KEYWORDS
Fungal fermentation
Natural colorants
Food ingredients
Supply chain
Clean label
Precision fermentation
Abstract
Natural colorants are in high demand, but their supply chains are broken. Crop-based pigments face unpredictable yields, regional sourcing constraints, and volatile pricing, challenges that only intensify as brands push to replace synthetic dyes at scale. Fermentation, particularly through engineered fungi, offers a fundamentally different path: controlled, modular, and decoupled from climate or land use. This article argues that fungal biofactories are not just a technological solution—they represent a paradigm shift in how we produce ingredients. By rethinking colorants as a product of microbial precision fermentation rather than agricultural extraction, and by outperforming legacy natural production methods on yield and consistency, the industry gains a clear path to reliable ingredient supply with significantly lower volatility.

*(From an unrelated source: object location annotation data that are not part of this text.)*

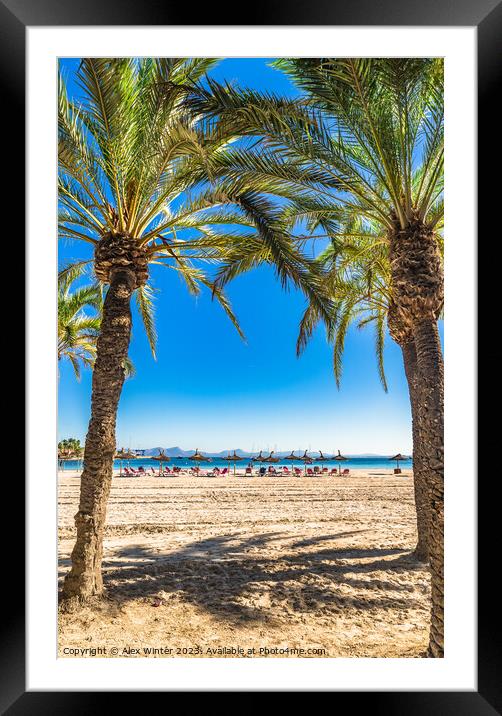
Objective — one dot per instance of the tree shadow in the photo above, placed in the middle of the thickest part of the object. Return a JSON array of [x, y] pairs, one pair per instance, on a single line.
[[230, 578]]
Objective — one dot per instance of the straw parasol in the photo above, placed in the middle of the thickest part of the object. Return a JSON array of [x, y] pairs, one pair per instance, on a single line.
[[161, 457], [233, 458], [271, 458], [64, 455], [228, 458], [197, 457], [397, 458], [306, 460], [292, 457], [340, 458], [125, 455]]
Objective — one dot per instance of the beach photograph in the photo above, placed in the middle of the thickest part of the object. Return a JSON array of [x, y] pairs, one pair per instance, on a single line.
[[250, 291]]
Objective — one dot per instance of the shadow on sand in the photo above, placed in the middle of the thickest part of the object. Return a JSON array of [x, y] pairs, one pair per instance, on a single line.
[[229, 578]]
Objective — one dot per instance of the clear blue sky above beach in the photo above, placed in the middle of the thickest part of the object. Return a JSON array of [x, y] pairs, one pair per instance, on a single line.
[[209, 389]]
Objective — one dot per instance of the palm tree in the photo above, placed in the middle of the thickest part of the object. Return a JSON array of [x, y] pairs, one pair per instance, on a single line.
[[365, 141], [359, 277], [77, 331], [136, 183]]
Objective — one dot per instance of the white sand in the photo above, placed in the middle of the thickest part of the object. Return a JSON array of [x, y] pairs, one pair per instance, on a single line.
[[198, 563]]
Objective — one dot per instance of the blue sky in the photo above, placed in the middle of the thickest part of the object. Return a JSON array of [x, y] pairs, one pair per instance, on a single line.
[[209, 389]]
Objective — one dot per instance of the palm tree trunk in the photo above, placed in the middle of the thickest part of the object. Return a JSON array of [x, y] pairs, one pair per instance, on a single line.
[[430, 410], [85, 579], [422, 498]]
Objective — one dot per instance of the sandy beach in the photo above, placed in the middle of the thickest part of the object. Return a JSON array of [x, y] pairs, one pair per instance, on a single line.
[[210, 566]]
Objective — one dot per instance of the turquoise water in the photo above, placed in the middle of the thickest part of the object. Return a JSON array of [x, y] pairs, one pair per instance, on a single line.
[[356, 463]]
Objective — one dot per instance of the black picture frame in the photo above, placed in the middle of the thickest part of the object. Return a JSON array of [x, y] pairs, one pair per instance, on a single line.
[[486, 15]]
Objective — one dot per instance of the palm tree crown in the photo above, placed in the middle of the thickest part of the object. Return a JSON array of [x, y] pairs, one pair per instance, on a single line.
[[77, 330]]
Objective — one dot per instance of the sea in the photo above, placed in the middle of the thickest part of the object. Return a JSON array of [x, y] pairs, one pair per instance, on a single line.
[[355, 463]]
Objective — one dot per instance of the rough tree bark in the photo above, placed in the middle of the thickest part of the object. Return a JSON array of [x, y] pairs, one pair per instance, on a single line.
[[84, 579], [418, 298], [422, 497], [431, 406]]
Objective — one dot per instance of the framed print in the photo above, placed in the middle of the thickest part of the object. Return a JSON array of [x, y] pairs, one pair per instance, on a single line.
[[237, 475]]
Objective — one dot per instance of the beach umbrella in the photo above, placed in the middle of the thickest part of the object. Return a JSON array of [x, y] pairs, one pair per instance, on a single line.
[[271, 458], [125, 455], [397, 458], [64, 455], [306, 460], [228, 458], [321, 457], [235, 458], [161, 457], [340, 458], [197, 457], [119, 455], [292, 457]]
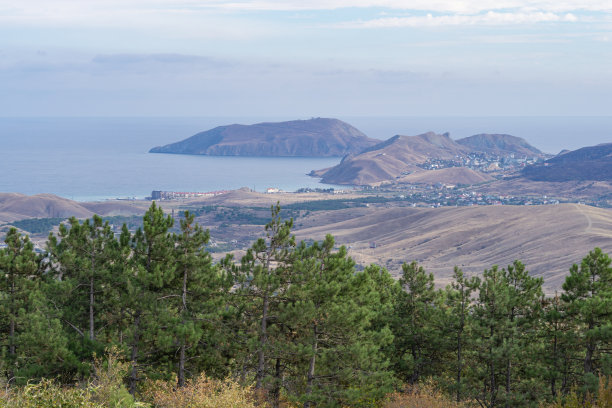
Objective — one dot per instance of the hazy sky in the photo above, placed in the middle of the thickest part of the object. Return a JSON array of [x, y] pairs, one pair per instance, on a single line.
[[305, 58]]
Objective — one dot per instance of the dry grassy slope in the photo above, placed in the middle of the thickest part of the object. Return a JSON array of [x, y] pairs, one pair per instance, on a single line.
[[452, 175], [390, 159], [15, 206], [548, 239], [522, 186]]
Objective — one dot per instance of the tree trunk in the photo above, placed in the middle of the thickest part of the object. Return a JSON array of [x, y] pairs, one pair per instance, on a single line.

Moreover, life cycle assessments indicate that precision fermentation-derived colorants can deliver comparable color intensity with the lowest CO₂-equivalent emissions among major natural alternatives, underscoring their environmental advantage.
Introduction
The global food industry is under pressure to clean up its labels. Consumers are demanding natural alternatives to synthetic ingredients, and regulators are tightening scrutiny around additives. One of the most visible targets in this shift is food colorants. Synthetic dyes, once the go-to option for their vibrancy and cost-efficiency, are now being replaced by natural pigments extracted from plants, fruits, and vegetables. But the promise of "natural" comes with serious supply chain headaches: unstable yields, seasonal limitations, geographic constraints, weather, pests and diseases exposure, and inconsistent quality. For instance, only about 0.1% of a beet’s mass represents usable pigment, meaning 99.9% of the biomass, along with the energy and resources invested in growing it, contributes little to the final ingredient. The agricultural footprint of such production is substantial, requiring extensive land, irrigation, fertilizers, and post-harvest processing that together generate significant greenhouse gas emissions and organic waste. In contrast, microbial fermentation can produce the same color molecules in compact, controlled systems, using renewable feedstocks, less water, and minimal waste generation. From our experience, in optimized processes, pigments can account for more than half of the total biomass produced, representing a step-change in conversion efficiency compared with crop-based extraction. This shift not only stabilizes supply but also offers a measurable reduction in environmental impact through more efficient use of carbon, energy, and natural resources.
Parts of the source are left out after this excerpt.